Onze diplomatie kan blijven rekenen op de steun van de Koningin, Prinses Astrid en mijzelf om ons land op de kaart van Europa en de wereld te blijven plaatsen.

Wij zullen de komende maanden vaker naar het buitenland reizen, met name om onze bedrijven te helpen nieuwe kansen en afzetmarkten te vinden en om de Doelstellingen voor duurzame ontwikkeling te verdedigen.

Onze ondernemingen en onderzoeksinstellingen zijn heel aanwezig bij de verovering van de ruimte of het zoeken naar nieuwe energiebronnen, waaronder groene waterstof, om onze welvaart van morgen te verzekeren. We zullen ze met overtuiging blijven ondersteunen.

Op het internationaal politieke vlak zal ik, samen met de regering, al het mogelijke blijven doen opdat er een einde zou komen aan het conflict in Oost-Congo, deze tragedie die zoveel onschuldige slachtoffers eist. Ook dat is een zaak van rechtvaardigheid en waardigheid. En ik hoop van harte dat de overheden die u vertegenwoordigt zich, met al hun knowhow, zullen blijven inzetten voor de Congolese samenleving.

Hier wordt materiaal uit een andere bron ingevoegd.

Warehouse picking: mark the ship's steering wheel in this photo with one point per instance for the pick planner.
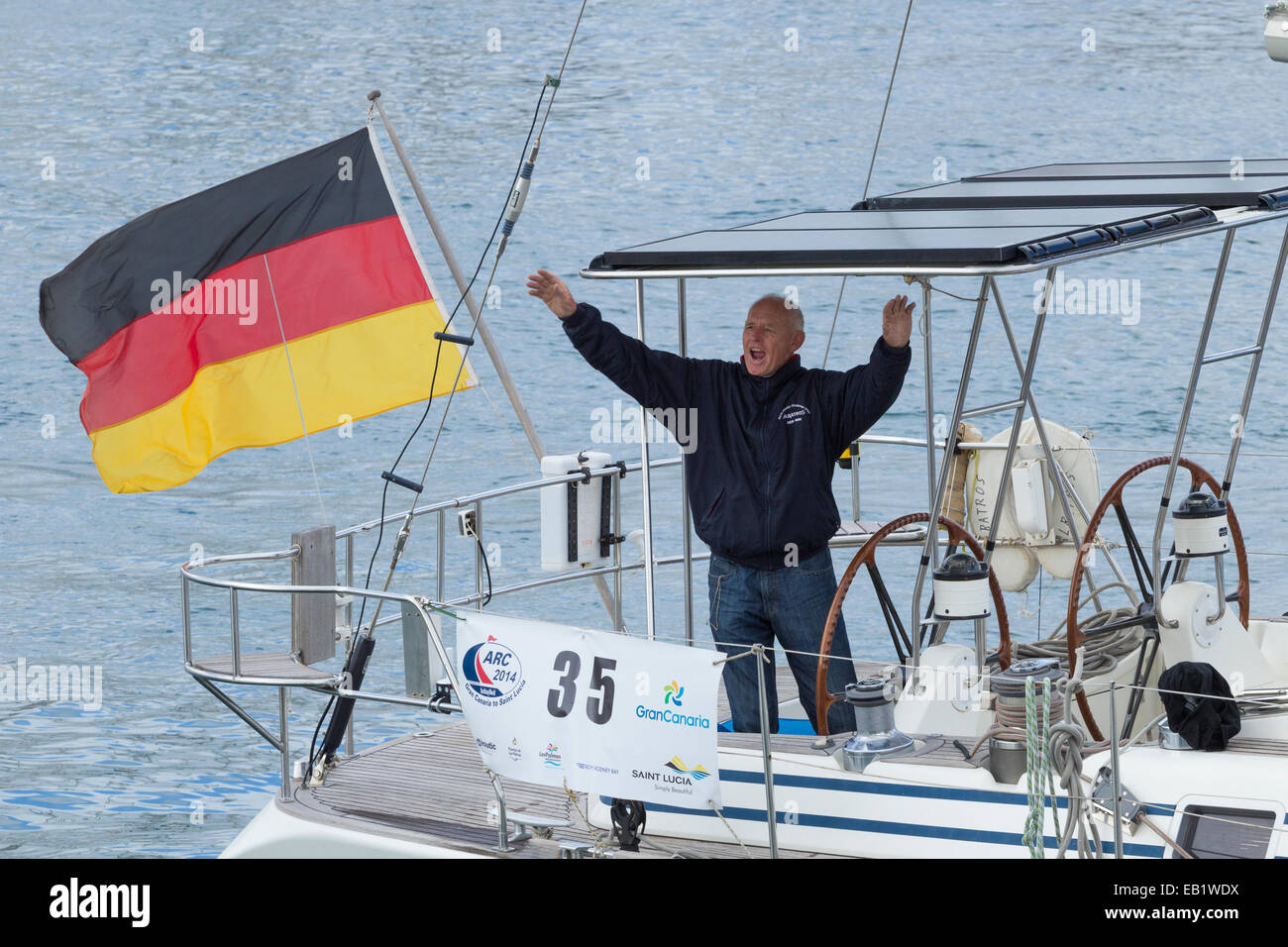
(1144, 616)
(957, 536)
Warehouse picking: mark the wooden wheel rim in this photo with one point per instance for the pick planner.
(1113, 497)
(866, 557)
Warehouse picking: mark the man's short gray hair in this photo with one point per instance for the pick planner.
(781, 303)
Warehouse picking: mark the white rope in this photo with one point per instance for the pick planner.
(720, 815)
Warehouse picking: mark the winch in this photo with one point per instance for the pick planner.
(1008, 758)
(876, 736)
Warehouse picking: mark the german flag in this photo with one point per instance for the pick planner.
(286, 300)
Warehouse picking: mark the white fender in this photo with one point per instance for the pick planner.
(1017, 566)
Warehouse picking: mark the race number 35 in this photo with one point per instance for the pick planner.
(563, 696)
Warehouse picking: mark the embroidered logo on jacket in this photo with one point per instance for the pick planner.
(794, 414)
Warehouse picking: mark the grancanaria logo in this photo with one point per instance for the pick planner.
(698, 772)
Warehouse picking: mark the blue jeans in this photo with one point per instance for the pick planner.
(755, 607)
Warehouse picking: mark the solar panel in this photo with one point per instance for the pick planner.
(1063, 192)
(1026, 215)
(1052, 218)
(1142, 169)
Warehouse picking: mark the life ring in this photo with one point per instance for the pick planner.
(1020, 554)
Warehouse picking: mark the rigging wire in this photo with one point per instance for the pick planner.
(505, 223)
(871, 165)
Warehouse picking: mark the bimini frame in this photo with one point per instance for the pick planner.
(936, 482)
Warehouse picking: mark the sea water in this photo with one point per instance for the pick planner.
(673, 118)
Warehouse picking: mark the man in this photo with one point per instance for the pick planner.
(760, 475)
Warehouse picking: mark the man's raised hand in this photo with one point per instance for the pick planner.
(897, 322)
(553, 291)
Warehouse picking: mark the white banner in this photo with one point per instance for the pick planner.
(609, 714)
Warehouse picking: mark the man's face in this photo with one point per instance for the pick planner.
(769, 339)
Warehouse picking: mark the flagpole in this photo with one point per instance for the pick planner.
(462, 283)
(472, 304)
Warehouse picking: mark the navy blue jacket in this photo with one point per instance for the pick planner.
(760, 474)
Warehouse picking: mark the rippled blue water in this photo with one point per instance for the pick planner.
(734, 128)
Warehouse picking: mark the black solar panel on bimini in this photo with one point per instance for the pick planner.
(1142, 169)
(1051, 218)
(913, 237)
(1063, 192)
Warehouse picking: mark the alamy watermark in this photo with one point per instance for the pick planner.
(232, 296)
(1076, 296)
(24, 684)
(622, 424)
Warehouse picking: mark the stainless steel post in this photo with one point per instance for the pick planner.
(771, 808)
(1116, 785)
(286, 745)
(1063, 487)
(502, 818)
(478, 554)
(1256, 365)
(645, 476)
(484, 333)
(1166, 502)
(1025, 384)
(236, 629)
(187, 617)
(441, 556)
(930, 420)
(462, 283)
(348, 579)
(686, 525)
(854, 478)
(348, 621)
(939, 483)
(617, 554)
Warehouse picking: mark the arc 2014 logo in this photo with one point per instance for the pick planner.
(492, 673)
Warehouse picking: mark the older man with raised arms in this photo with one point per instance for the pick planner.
(760, 474)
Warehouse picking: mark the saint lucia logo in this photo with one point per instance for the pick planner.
(552, 757)
(492, 673)
(698, 772)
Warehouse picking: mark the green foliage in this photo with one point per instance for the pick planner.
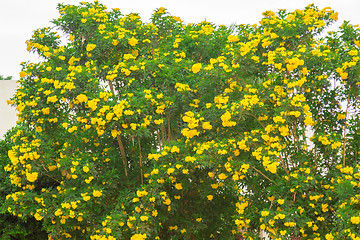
(5, 78)
(165, 130)
(14, 227)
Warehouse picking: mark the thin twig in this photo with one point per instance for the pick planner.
(264, 175)
(344, 128)
(141, 173)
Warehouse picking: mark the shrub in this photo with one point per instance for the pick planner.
(165, 130)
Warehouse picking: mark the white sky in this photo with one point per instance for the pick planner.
(19, 18)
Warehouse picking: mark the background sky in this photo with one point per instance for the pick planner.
(19, 18)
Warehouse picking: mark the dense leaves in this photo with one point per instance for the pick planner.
(165, 130)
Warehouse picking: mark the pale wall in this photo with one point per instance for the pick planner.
(8, 116)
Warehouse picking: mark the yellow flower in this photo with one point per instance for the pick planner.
(222, 176)
(144, 218)
(90, 47)
(206, 126)
(97, 193)
(38, 217)
(272, 167)
(85, 168)
(329, 236)
(138, 237)
(232, 38)
(355, 220)
(82, 98)
(196, 67)
(86, 198)
(31, 177)
(133, 41)
(178, 186)
(264, 213)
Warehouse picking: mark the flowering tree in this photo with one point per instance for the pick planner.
(162, 130)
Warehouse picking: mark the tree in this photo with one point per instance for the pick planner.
(5, 78)
(165, 130)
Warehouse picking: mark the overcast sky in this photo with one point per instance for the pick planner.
(19, 18)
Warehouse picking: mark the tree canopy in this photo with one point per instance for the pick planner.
(164, 130)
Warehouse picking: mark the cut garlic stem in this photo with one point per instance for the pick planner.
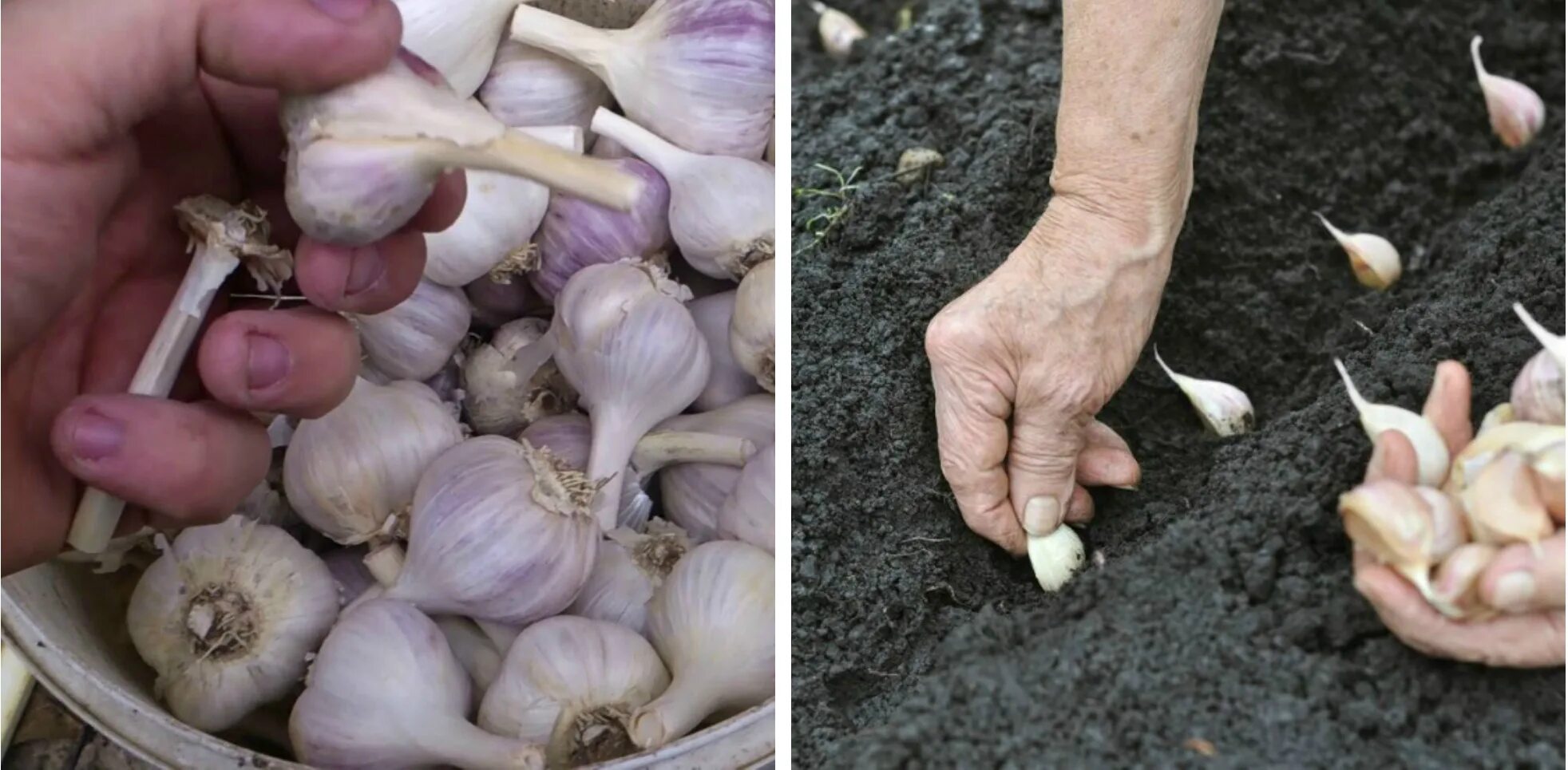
(1225, 408)
(1372, 258)
(220, 235)
(1432, 452)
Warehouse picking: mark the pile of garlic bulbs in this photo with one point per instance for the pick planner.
(1504, 488)
(538, 532)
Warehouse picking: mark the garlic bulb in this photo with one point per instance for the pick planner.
(350, 471)
(386, 692)
(497, 396)
(746, 513)
(576, 232)
(499, 531)
(533, 87)
(727, 381)
(695, 492)
(1432, 452)
(626, 573)
(1372, 258)
(364, 157)
(751, 325)
(720, 207)
(572, 684)
(1515, 109)
(226, 617)
(636, 358)
(1055, 557)
(499, 217)
(419, 336)
(698, 73)
(712, 623)
(1225, 408)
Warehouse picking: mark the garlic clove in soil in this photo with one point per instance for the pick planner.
(1225, 408)
(347, 472)
(226, 618)
(712, 623)
(1514, 109)
(1372, 258)
(572, 684)
(1432, 452)
(386, 692)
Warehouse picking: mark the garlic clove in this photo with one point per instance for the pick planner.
(1503, 503)
(1055, 557)
(1432, 452)
(1514, 109)
(1372, 258)
(1225, 408)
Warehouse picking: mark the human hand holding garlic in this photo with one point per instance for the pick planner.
(115, 112)
(1524, 586)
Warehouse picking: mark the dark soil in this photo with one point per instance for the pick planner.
(1223, 609)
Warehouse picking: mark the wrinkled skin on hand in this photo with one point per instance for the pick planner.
(1529, 630)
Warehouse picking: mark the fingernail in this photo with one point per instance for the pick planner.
(344, 10)
(267, 361)
(1042, 515)
(1514, 591)
(96, 436)
(364, 269)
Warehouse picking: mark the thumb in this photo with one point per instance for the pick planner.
(1042, 463)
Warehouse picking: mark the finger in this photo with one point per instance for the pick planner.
(1524, 578)
(1447, 405)
(302, 361)
(362, 279)
(187, 461)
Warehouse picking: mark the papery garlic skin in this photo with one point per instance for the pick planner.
(501, 399)
(226, 617)
(712, 623)
(572, 684)
(353, 468)
(1515, 110)
(499, 532)
(419, 336)
(751, 325)
(386, 692)
(533, 87)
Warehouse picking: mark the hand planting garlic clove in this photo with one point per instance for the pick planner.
(1514, 109)
(572, 684)
(712, 623)
(347, 472)
(1372, 258)
(698, 73)
(1432, 452)
(720, 207)
(226, 617)
(1225, 408)
(386, 692)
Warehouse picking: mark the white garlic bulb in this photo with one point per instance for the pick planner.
(572, 684)
(626, 573)
(1225, 408)
(1372, 258)
(505, 386)
(751, 325)
(226, 617)
(1432, 452)
(386, 692)
(629, 347)
(1514, 109)
(350, 471)
(712, 623)
(746, 513)
(501, 532)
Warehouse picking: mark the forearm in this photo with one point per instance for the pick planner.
(1131, 81)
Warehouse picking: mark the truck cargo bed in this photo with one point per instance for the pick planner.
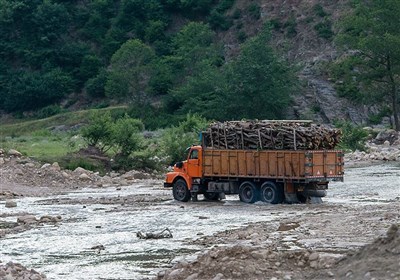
(316, 165)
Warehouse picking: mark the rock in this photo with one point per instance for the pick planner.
(27, 219)
(313, 257)
(386, 143)
(174, 273)
(30, 165)
(219, 276)
(84, 177)
(45, 166)
(10, 204)
(193, 276)
(56, 166)
(80, 170)
(14, 153)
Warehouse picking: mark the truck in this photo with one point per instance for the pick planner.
(270, 175)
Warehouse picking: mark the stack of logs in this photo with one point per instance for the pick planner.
(270, 135)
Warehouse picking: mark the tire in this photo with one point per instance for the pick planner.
(211, 196)
(271, 193)
(180, 191)
(248, 192)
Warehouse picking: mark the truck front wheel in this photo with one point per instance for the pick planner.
(248, 192)
(271, 193)
(180, 191)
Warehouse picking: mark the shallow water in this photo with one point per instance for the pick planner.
(63, 251)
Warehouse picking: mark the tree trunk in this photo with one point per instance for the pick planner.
(395, 106)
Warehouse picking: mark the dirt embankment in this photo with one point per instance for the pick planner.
(327, 242)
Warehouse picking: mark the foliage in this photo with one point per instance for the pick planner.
(177, 139)
(129, 72)
(353, 136)
(324, 29)
(259, 82)
(319, 10)
(373, 36)
(254, 10)
(99, 131)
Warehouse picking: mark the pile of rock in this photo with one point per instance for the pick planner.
(11, 271)
(19, 170)
(246, 262)
(384, 147)
(25, 222)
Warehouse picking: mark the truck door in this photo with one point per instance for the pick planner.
(193, 163)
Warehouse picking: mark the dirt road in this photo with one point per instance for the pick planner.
(95, 235)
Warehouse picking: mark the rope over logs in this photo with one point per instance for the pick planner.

En wij zullen, tot slot, Oekraïne blijven steunen tegen de Russische agressie. De strijd van de Oekraïners voor hun vrijheid moet uiteindelijk zegevieren.

Anders dreigt een opleving van autoritaire regimes in de wereld.

Het is daarom des te belangrijker dat we, in eigen land en in heel Europa, een samenleving in stand houden waarin het recht en rechtvaardigheid overheersen. Anders zou hun strijd zinloos zijn.

 

Dames en heren,

De Koningin en ik wensen u, samen met alle leden van de koninklijke familie, een gelukkig en voorspoedig nieuw jaar.